With lockdown restrictions easing and a government roadmap set out for the reopening of retail and workplaces, employers are now turning their attention to how the process of how such a return will work in practice. With a reported record number of employers willing to consider a truly flexible working pattern for employees moving forward, the “new normal” will certainly look a lot different to what we are used to.
For those businesses that require physical attendance in the workplace, concerns about health and safety and employee’s refusal to return in the current climate are high on the agenda of management and HR professionals. Whilst guidance from the Health and Safety Executive is readily available, concerns about reluctant employees are understandable. It is with some interest, therefore, that a recent employment tribunal judgment provided guidance on employers’ risks should an employee not wish to attend the workplace owing to health and safety reasons.
Rodgers v Leeds Laser Cutting Ltd
In the above case, Mr Rodgers had worked for the Respondent as a laser operator for approximately 9 months. The workspace at the Respondent’s premises was large, described as half the size of a football field, with typically 5 people working on the floor at any given time.

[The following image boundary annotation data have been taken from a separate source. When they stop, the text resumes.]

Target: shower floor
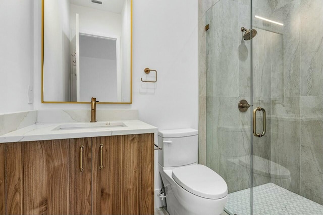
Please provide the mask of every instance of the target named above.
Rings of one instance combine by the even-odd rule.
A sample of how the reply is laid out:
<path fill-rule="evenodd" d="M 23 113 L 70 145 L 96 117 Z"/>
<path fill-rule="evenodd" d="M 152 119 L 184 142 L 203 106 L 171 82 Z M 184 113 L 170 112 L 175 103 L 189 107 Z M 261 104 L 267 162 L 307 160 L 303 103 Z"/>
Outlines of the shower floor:
<path fill-rule="evenodd" d="M 323 205 L 273 183 L 253 187 L 252 190 L 254 214 L 323 214 Z M 250 188 L 229 194 L 225 209 L 232 214 L 250 215 Z"/>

Upon the government announcing the first national lockdown in March 2020, the Respondent produced a communication stating that they would be staying open and carrying out a risk assessment with measures implemented to allow the business to operate as normal.
After coming down with a cough shortly after the government lockdown announcement, Mr Rodgers text his manager stating that he had no option but to stay off “until the lockdown has eased”. The Claimant was also required to self isolate during this period, however, did break this to drive a friend to hospital and had later worked in a pub.

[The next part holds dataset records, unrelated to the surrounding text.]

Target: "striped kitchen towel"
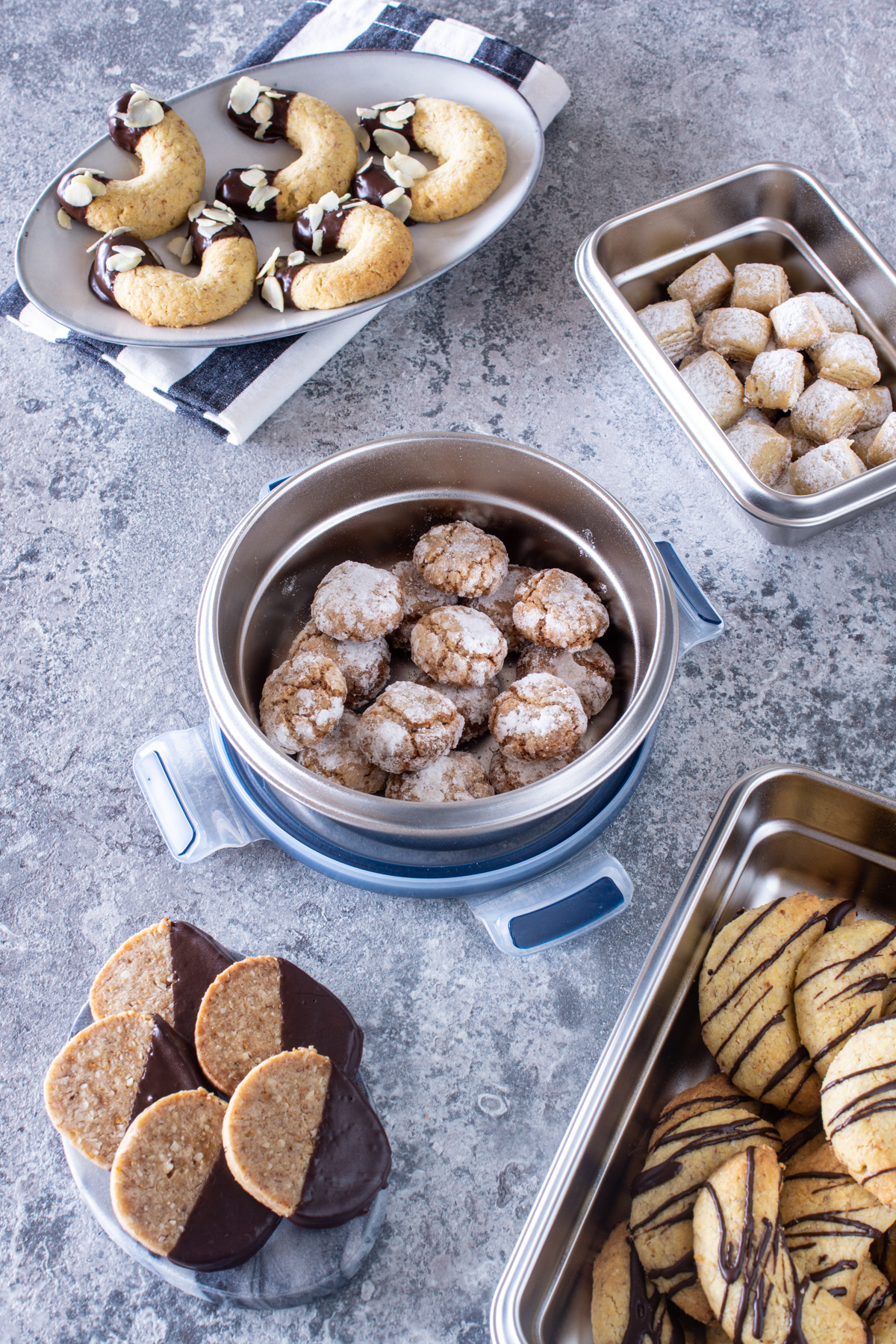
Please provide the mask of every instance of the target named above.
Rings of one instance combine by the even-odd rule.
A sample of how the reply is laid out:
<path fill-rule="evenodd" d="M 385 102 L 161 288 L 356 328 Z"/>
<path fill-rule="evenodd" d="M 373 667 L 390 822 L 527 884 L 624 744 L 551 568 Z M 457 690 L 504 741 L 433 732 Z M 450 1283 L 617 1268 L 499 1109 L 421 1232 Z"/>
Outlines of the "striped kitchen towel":
<path fill-rule="evenodd" d="M 306 0 L 234 69 L 321 51 L 424 51 L 466 60 L 519 89 L 543 128 L 570 97 L 556 70 L 520 47 L 429 9 L 384 5 L 383 0 Z M 30 304 L 16 284 L 0 294 L 0 313 L 23 331 L 64 343 L 118 382 L 179 415 L 201 421 L 230 444 L 244 442 L 380 312 L 375 308 L 257 345 L 167 351 L 114 345 L 69 331 Z"/>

For reasons not provided for in the judgment, Mr Rodgers was dismissed the following month. A quoted text message in the judgment from Mr Rodgers to his manager stated that “I have been told iv (sic) been sacked for self isolating”.
Mr Rodgers brought a claim against the Respondent in relation to his dismissal. The tribunal acknowledged that Mr Rodgers was unable to claim the usual unfair dismissal owing to him lacking two years service, however he was able to bring a claim for “automatic unfair dismissal” on health and safety grounds.
Mr Rodgers highlighted S100(1)(d)&(e) Employment Rights Act 1996 which states that an individual is unfairly dismissed if the reason (or, if more than one, the principal reason) for his dismissal was:
(d) in circumstances of danger which the employee reasonably believed to be serious and imminent and which he could not reasonably have been expected to avert, he left (or proposed to leave) or (while the danger persisted) refused to return to his place of work or any dangerous part of his place of work, or
(e) in circumstances of danger which the employee reasonably believed to be serious and imminent, he took (or proposed to take) appropriate steps to protect himself or other persons from the danger.
In coming to its judgment, the tribunal went through the above test and found that Mr Rodgers’ belief "of serious and imminent danger" to be unreasonable owing to the measures the Respondent had put in place. In addition, the tribunal found that Mr Rodgers "could reasonably have been expected to avert any dangers, by abiding by the guidance at that time, namely by socially distancing within the large, open workspace, by using additional personal protective equipment if he wished to do so, and by regularly washing/sanitising his hands". As a result of these findings, Mr Rodgers’ claims failed.
In a key part of the tribunal’s judgment, Employment Judge Anderson stated that Mr Rodger’s counsel… “….submitted that even if there had there been measures in place at the time, there was still a reasonable belief held by the Claimant of a serious and imminent danger, which he could not avert. I am not persuaded that this is a correct interpretation of the provisions. To accept this submission would essentially be to accept that even with safety precautions in place, the very existence of the virus creates circumstances of serious and imminent danger, which cannot be averted. This could lead to any employee relying on s100(d) or (e) to refuse to work in any circumstances simply by virtue of the pandemic.”
The case is a good reminder to employers that risk assessments and health and safety measures matter and could be the difference in successfully defending a claim and facing a large pay out in tribunal. It is also a warning to employers that what may at first appear to be a minor issue, can quickly evolve into a litigious matter leading to potential adverse publicity depending on the outcome.
What does this mean for you or your business?
The above claim was very fact specific and as it is a first instance case, a different tribunal could come to a different outcome. In particular, the tribunal were quick to point out that a similar claim could, in different circumstances, be successful in future. Employers should therefore treat any refusal to attend the workplace very seriously and take advice where necessary.
What do you need to be doing now?
It is likely that all employers will have already carried out a risk assessment over the course of the last year, however it is important that this is revisited and consideration given to the numbers of individuals due to return. A good risk assessment, made available upon request to employees, will reassure individuals that the workplace is safe to return to and should avoid any allegations of a breach of obligation to look after the health and safety of employees. If you have not yet undertaken a risk assessment, the HSE has produced a template which is available here.
The judgment on Rodgers v Leeds Laser Cutting is available here.
These notes have been prepared for the purpose of articles only. They should not be regarded as a substitute for taking legal advice.